Simon Cranberg turned out to be a lumbering man in overalls, with lamb chop sideburns and half-glasses-a cross between Ben Franklin and Attila the Hun. He had already loaded Darwin Bishop's prints onto his computer, so we started by looking for their match on Leona's pieces of tape. Cranberg scanned each length with a magnifying glass, checking his computer screen now and then. Within a minute he decided to run one of the strips through a scanner that transferred the lifted prints to a split screen next to the ones from Bishop's criminal record. "That's a match," he said with certainty. "Darwin Bishop's prints are on that bottle."

That was no surprise to me. I glanced at Anderson, expecting him to look reassured, but he looked oddly unsettled. "What's wrong?" I said.

"Nothing," he answered unconvincingly. "It's going like we thought it would."

"Let's look at the boy," Fields said.

Cranberg went over each length of tape meticulously, loading every image onto the screen next to Billy's fingerprints from Immigration. A few times he went back to pieces of tape he had already looked at. After he had scanned the last of them, he shook his head. "None of the lifted prints belongs to Billy Bishop," he said.

"You're certain," I said.

"A bunch of people barehanded that medicine bottle," Cranberg said. "Billy definitely isn't one of them."

"That's it, then," Fields said. "You've got your answer.

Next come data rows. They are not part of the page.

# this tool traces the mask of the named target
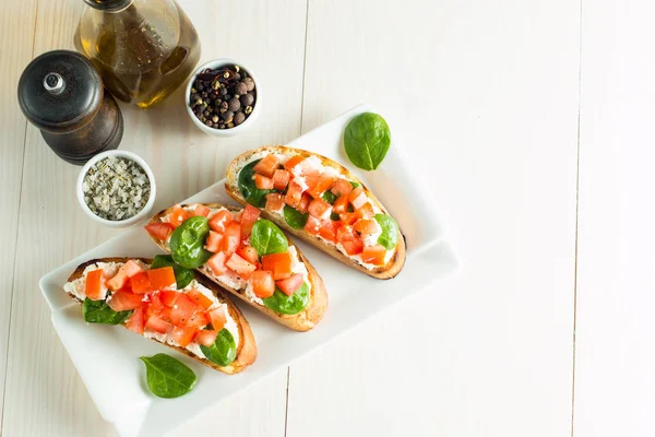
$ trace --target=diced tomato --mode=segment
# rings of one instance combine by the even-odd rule
[[[252,291],[257,297],[266,298],[275,293],[275,281],[273,273],[265,270],[258,270],[252,273]]]
[[[143,272],[144,270],[145,269],[141,267],[141,264],[139,264],[136,261],[129,260],[128,262],[122,264],[120,269],[118,269],[118,272],[116,273],[116,275],[114,275],[114,277],[107,281],[107,286],[110,290],[120,290],[126,285],[126,282],[128,282],[130,277],[132,277],[139,272]]]
[[[286,186],[289,184],[289,177],[291,175],[287,170],[278,169],[273,174],[273,188],[279,191],[284,191]]]
[[[221,331],[227,322],[227,305],[222,305],[218,308],[212,309],[210,311],[210,319],[212,320],[212,328],[214,331]]]
[[[140,272],[130,277],[130,288],[135,294],[146,294],[157,290],[151,284],[147,272]]]
[[[319,218],[315,218],[311,215],[309,217],[307,217],[307,223],[305,224],[305,232],[307,232],[311,235],[317,235],[319,233],[320,228],[321,228],[321,221]]]
[[[287,296],[291,296],[294,293],[300,288],[302,285],[303,279],[302,274],[296,273],[291,277],[286,280],[277,281],[275,284],[277,287]]]
[[[198,304],[183,293],[180,293],[170,310],[170,321],[175,324],[187,324],[199,309]]]
[[[284,164],[284,168],[287,172],[293,172],[294,167],[296,167],[298,164],[300,164],[301,162],[303,162],[305,158],[300,155],[296,155],[296,156],[291,156],[285,164]]]
[[[360,234],[374,234],[380,231],[378,222],[368,218],[359,218],[353,227]]]
[[[198,290],[189,290],[187,295],[189,296],[189,298],[191,300],[196,303],[202,309],[207,309],[214,304],[214,300],[210,299],[207,296],[205,296]]]
[[[166,241],[172,233],[172,225],[170,223],[151,223],[150,225],[145,225],[145,231],[153,238]]]
[[[332,205],[321,198],[312,200],[307,208],[309,214],[317,218],[323,218],[323,215],[329,214],[331,209]]]
[[[259,173],[260,175],[264,175],[266,177],[273,177],[273,173],[279,166],[279,161],[273,154],[264,156],[259,163],[252,167],[254,173]]]
[[[353,208],[356,210],[359,210],[361,206],[368,203],[368,198],[366,197],[361,187],[357,187],[350,191],[349,199],[350,203],[353,203]]]
[[[126,327],[138,334],[143,334],[143,328],[145,327],[145,318],[143,317],[143,306],[134,309],[132,316],[126,322]]]
[[[252,272],[254,272],[257,270],[257,265],[246,261],[238,253],[233,253],[231,257],[229,257],[229,259],[225,263],[225,265],[230,268],[235,273],[237,273],[239,276],[243,277],[245,280],[250,277]]]
[[[175,287],[176,285],[175,271],[171,267],[151,269],[147,271],[147,277],[155,290],[166,290],[170,288],[170,286]]]
[[[212,210],[210,210],[209,206],[199,203],[195,205],[195,210],[193,210],[193,215],[202,215],[203,217],[206,217],[210,215],[210,212],[212,212]]]
[[[92,300],[103,300],[107,294],[107,286],[105,286],[105,276],[103,273],[103,269],[92,270],[86,273],[84,294]]]
[[[279,211],[284,208],[284,196],[278,192],[266,194],[266,210]]]
[[[348,196],[353,191],[353,186],[346,179],[338,179],[330,191],[336,197]]]
[[[203,346],[210,347],[216,341],[216,336],[218,336],[218,332],[212,329],[203,329],[202,331],[198,331],[195,333],[195,342],[198,344],[202,344]]]
[[[253,205],[246,205],[246,208],[243,209],[243,212],[241,213],[241,237],[240,238],[247,238],[250,235],[250,232],[252,231],[252,226],[254,225],[254,223],[257,222],[257,220],[259,218],[260,214],[262,212],[258,209],[254,208]]]
[[[178,227],[190,216],[191,213],[178,204],[172,206],[172,212],[168,214],[168,220],[170,221],[172,227]]]
[[[386,249],[382,245],[366,246],[361,252],[361,260],[374,265],[384,265]]]
[[[302,198],[302,187],[291,180],[289,184],[289,189],[284,197],[284,202],[291,208],[298,208],[300,204],[300,199]]]
[[[143,305],[143,296],[121,290],[111,294],[111,298],[107,300],[107,305],[115,311],[127,311]]]
[[[260,190],[272,190],[273,189],[273,179],[262,176],[259,173],[255,173],[254,174],[254,186],[257,188],[259,188]]]
[[[263,256],[262,270],[272,272],[275,281],[289,277],[291,275],[291,255],[284,252]]]
[[[175,327],[170,333],[172,341],[178,343],[180,347],[187,347],[195,336],[195,328],[192,327]]]
[[[209,259],[207,267],[212,270],[212,272],[214,272],[216,276],[221,276],[222,274],[225,274],[225,272],[227,272],[227,268],[225,267],[226,259],[227,256],[225,255],[225,252],[218,252]]]
[[[212,218],[210,218],[210,227],[213,231],[223,234],[227,225],[233,220],[235,220],[235,215],[231,212],[227,210],[221,210],[216,214],[212,215]]]
[[[223,241],[223,235],[218,234],[215,231],[210,231],[210,236],[205,243],[205,249],[209,251],[216,253],[221,250],[221,241]]]
[[[165,334],[168,331],[168,328],[170,328],[170,323],[157,316],[151,316],[145,322],[145,328]]]
[[[239,253],[239,256],[241,258],[243,258],[246,261],[248,261],[252,264],[254,264],[254,263],[257,263],[257,261],[259,261],[259,255],[257,253],[257,250],[252,246],[243,246],[242,248],[237,250],[237,253]]]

I can tell you, it isn't the one Captain O'Donnell will want to hear."

I felt a real sense of relief for the first time since taking the Bishop case. Because I believed what Anderson had said: If Billy had tried to kill Tess, he wouldn't leave prints everywhere except the prescription bottle, not to mention leaving a note. And if Billy hadn't poisoned Tess, it was highly unlikely he had killed Brooke. I hoped a jury would see it that way, too.

I looked over at Anderson again, expecting a mirror image of my mood. He winked and nodded his head tentatively. No sign of triumph anywhere. Maybe, I told myself, he had simply run out of steam getting us where we needed to go.